Metropolis Fully Restored on TCM Tonight!
Tonight Turner Classic Movies will present a groundbreaking achievement in filmmaking and film restoration with the world television premiere of the newly restored version of Fritz Lang’s 1927 science-fiction masterpiece Metropolis.
Metropolis will air at 8:00 PM (ET), one week before the release of DVD and Blu-ray Disc. TCM’s presentation will be followed at 11:00 PM (ET) by Metropolis Refound, a one-hour documentary about the discovery of new footage.
If you have free time tonight and cable television, I highly recommend that you tune in because Metropolis took director Fritz Lang two years to complete and soared past its original budget. Lang shot more than 1.3 million meters of footage and used 36,000 extras, including 750 children.
When Metropolis premiered in 1927, it was mildly successful, in part because its extreme length (204 minutes) made it difficult to screen. Distributors began using severely truncated versions, many of which mangled plot and character elements.
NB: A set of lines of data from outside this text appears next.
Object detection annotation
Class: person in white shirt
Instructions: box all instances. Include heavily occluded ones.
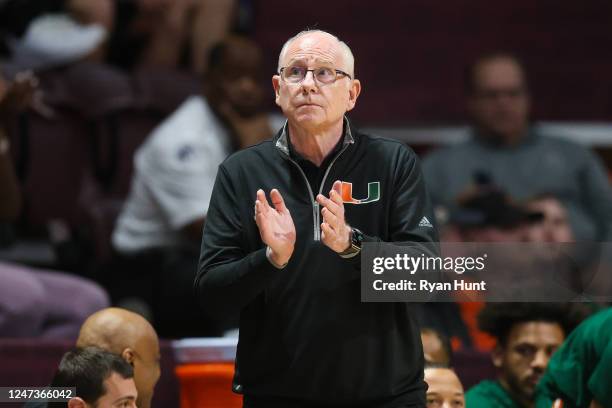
[112,37,273,336]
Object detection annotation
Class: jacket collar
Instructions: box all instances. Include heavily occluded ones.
[274,116,355,156]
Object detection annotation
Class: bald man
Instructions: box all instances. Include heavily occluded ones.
[195,30,437,408]
[77,307,160,408]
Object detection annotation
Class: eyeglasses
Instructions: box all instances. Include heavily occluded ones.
[279,66,352,84]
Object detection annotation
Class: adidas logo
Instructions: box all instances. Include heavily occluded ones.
[419,217,433,228]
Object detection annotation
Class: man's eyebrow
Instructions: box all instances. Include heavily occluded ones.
[113,395,136,405]
[287,58,334,65]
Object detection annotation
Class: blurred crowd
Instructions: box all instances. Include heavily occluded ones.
[0,0,612,407]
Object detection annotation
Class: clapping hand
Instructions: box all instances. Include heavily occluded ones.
[255,189,296,266]
[317,181,351,253]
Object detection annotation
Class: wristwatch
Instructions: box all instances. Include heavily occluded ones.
[339,228,363,258]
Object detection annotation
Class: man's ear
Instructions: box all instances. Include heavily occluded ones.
[272,75,280,106]
[491,343,504,368]
[346,79,361,112]
[121,347,135,367]
[68,397,87,408]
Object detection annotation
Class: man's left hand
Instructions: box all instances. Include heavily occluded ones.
[317,181,351,253]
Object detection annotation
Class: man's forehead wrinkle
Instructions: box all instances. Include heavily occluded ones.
[285,37,340,67]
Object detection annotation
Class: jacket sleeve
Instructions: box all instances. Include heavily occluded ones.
[194,165,281,317]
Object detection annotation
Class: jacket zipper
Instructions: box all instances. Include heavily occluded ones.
[283,144,349,241]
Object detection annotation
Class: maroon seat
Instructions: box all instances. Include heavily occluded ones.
[12,110,88,230]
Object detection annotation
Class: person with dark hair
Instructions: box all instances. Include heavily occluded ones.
[423,53,612,241]
[47,347,138,408]
[536,307,612,408]
[466,303,582,408]
[112,36,272,337]
[76,307,161,408]
[421,327,453,366]
[424,363,466,408]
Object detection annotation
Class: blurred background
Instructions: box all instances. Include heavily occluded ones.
[0,0,612,406]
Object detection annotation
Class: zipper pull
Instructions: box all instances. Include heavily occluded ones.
[312,201,321,241]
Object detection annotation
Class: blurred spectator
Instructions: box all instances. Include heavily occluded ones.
[536,308,612,408]
[466,303,579,408]
[421,327,453,367]
[423,53,612,241]
[425,364,465,408]
[46,347,138,408]
[103,0,238,74]
[526,194,574,242]
[0,0,238,74]
[450,179,542,242]
[113,37,272,337]
[0,68,109,338]
[77,308,160,408]
[2,0,108,74]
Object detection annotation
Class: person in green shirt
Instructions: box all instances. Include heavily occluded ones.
[536,307,612,408]
[466,303,580,408]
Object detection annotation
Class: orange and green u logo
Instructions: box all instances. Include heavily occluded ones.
[342,181,380,204]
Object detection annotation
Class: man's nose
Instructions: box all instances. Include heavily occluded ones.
[302,71,317,93]
[531,350,549,371]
Over time, only the edited versions remained in circulation, and Lang’s original vision was believed lost forever.
In 2008, a 16mm negative of the film, including 25 minutes – one fifth of the entire film – that had not been seen since the 1927 Berlin premiere had been discovered in Argentina. Although it didn’t include Lang’s entire original version, it was the most complete print of the film ever found.